Search code examples
microservicesprometheusmetricsprometheus-alertmanager

Firing Alerts for an activity which is supposed to happen during a particular time interval(using Prometheus Metrics and AlertManager)


I am fairly new to Prometheus alertmanager and had a doubt regarding firing alerts only during a particular period

I have a microservice which receives a file and does some processing on it, which is only invoked when it gets a message through a Kafka queue. The aforementioned is supposed to come every day between 5 am and 6 am(UTC time). The microservice has a metric which is incremented by 1 every time it receives a file. I want to raise an alert if it does not receive a file in the interval. I have created a query like this :

    expr : sum(increase(metric_name[1m]) and on() hour(vector(time()))==5) < 1
    for: 1h

My questions:-
1) Is it correct or is there a better way to do it
2) In case of no update, will it return 0 or "datapoints not found"
3) Is increase the correct function as it tends to give results in decimals due to extrapolation, but I understand if increase is 0, it will show 0

I can't really play around with scrape_intervals, which is set at 30s.


Solution

  • I have not run this expression but I expect it will cause an alert to fire at 06:00 only and then go off at 06:01. It is the only time the expression would hold true for one hour.

    Answering your questions

    1. It is correct if what you want is a single fire of alert (sending a mail by example) but then no longer firing. Even with that, the schedule is a bit tight and may get hurt by alertmanager delay causing the alert to be lost.
    2. In case of no increase, you will get the expression will evaluate to 0. It will be empty when there is an update
    3. Increase is the right function. It even takes into account reset of the counter.
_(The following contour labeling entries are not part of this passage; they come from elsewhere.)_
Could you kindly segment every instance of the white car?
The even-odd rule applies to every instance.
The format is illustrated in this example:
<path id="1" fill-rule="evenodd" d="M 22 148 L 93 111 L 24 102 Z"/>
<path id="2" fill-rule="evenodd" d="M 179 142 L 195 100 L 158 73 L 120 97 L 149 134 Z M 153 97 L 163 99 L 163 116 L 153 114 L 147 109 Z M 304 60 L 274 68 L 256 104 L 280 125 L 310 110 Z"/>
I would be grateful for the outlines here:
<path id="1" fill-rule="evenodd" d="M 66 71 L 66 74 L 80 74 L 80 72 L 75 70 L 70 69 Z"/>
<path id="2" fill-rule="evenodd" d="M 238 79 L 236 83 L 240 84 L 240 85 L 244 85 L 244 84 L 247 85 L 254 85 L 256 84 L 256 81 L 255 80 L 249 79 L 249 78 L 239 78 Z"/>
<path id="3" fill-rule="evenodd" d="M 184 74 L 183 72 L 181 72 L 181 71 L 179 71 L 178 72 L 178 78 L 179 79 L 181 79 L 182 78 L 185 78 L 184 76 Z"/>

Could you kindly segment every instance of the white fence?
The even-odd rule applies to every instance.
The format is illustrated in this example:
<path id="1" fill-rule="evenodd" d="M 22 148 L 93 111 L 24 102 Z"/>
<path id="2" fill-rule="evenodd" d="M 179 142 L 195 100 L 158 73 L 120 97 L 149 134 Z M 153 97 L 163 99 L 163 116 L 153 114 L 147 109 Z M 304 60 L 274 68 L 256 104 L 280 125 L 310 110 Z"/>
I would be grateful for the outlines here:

    Answering if there is a better way to do it.

    Regarding your expression, you can have the same result, without for clause, with:

    expr: increase(metric_name[1h])==0 and on() hour()==6 and on() minute()<1
    

    It reads a : starting at 6am and for 1 minutes, if there was no increase of metric over the lasthour.

    Alerting longer

    If you want the alert to last longer (say for the day and you silence it when it is solved), you can use sub-queries;

    expr: increase((metric and on() hour()==5)[18h:])==0 and on() hour()>5
    

    It reads as : starting at 6am (hour()>5), compute the increase over 5-6am for the next 18 hours. If you like having a pending, you can drop the trailing on() hour()>5 and use a for: 1h clause.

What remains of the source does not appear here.